Things evolve over time, your data too. To name but one example, if you are classifying text using a supervised model, and you start receiving data in a new language unless you detect this change in your data distribution, you will not be able to take this new need into consideration and update your model accordingly. -
How can I track my experiments?
An ML project lifecycle involves multiple phases of experimentations and iterations like testing multiple models, multiple feature selections, hyperparameter tuning… Storing results in Excel sheet plain files will rapidly turn out to be tedious. Fortunately, numerous solutions exist today to track and visualize these experiments. -
How can I easily deploy my model in production?
Once your ML project is approved to be used by the business you need to choose, how are the operations going to use its predictions? A common solution would be to expose these predictions using an API. Some solutions that we will discuss in the next section aim to ease the deployment and shorten the delays. -
How can I make sure that my models are still accurate?
A deterioration in model performances can undermine consumer trust and introduce risk to the business. Therefore, we need to continuously monitor the model behavior and test its predictions.

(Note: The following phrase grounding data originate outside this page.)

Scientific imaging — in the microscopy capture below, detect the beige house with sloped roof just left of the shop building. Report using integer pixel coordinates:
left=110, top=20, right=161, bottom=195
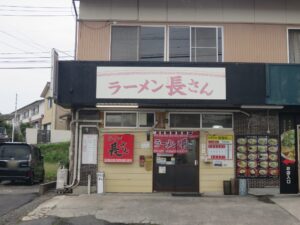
left=41, top=82, right=70, bottom=130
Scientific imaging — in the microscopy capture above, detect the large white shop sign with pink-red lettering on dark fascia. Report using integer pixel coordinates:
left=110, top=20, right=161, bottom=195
left=96, top=66, right=226, bottom=100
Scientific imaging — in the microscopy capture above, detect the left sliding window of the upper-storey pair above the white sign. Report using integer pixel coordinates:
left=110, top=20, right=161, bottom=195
left=111, top=26, right=165, bottom=61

The faster you detect an eventual problem, the quicker you can remediate it. -
How can I manage the lifecycle of all production models?

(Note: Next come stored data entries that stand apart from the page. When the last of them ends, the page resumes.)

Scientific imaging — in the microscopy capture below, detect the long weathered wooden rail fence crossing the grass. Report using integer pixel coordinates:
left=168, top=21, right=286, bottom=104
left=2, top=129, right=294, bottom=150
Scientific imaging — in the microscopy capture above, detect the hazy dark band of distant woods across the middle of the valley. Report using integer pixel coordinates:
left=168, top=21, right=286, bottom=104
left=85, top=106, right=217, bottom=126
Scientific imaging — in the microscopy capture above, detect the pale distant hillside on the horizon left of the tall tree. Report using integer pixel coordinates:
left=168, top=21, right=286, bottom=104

Models are bound to change over time. We need to be able to easily retrain a model and update it in production or even plan an automatic retrain with minimal effort. We should also be able to easily manage multiple model versions in production. -
How can we explain the predictions?
In some cases, the operations need to explain the model’s predictions. Depending on which model is being used a range of tools can help clarify its behavior in order to enhance trust in AI.
What tool can be used ?
Numerous methods have been developed in an attempt to encompass everything described above. As a matter of fact, when conducting the search there were much too many to include, so we decided to list the most common ones. Every tool has its functionalities. We attempted to obtain a general benchmark of what each tool accomplishes. We will dive into a more thorough comparison in the next article.

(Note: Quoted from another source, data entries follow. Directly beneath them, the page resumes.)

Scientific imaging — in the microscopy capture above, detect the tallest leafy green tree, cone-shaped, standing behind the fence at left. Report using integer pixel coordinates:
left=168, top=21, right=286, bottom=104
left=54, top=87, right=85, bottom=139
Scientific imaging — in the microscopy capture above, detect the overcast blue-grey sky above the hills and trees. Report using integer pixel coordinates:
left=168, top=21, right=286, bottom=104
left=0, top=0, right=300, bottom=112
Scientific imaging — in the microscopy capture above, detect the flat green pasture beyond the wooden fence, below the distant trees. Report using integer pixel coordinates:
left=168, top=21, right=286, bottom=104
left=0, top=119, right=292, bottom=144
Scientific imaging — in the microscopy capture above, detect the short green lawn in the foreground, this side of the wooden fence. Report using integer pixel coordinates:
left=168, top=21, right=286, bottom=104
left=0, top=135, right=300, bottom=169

Tool | Data-versioning | HP Experiment-tracking | Deployement | Model-monitoring | Model-versionning | Model Governance |
Data Version Control (DVD) | X | |||||
Pachyderm | X | |||||
Metaflow | X | X | X | |||
Kubeflow | X | X | ||||
MLFlow | X | X | ||||
Neptune | X | X | X | |||
Kedro | X | X | X | |||
Seldon Core | X | X | ||||
Flyte | X | |||||
Amazon SageMaker | X | X | X | X | ||
Weights & Biases | X | X | X |
Conclusion
MLOps is undoubtedly a novel concept, but one that is well justified. It provides organizations with a clear framework for more effective deploying and monitoring machine learning projects to bring business interest back to the forefront of your ML operations. Using these sets of tools and best practices, it becomes easier for data scientists, data engineers, software engineers, and the operations to work and communicate efficiently.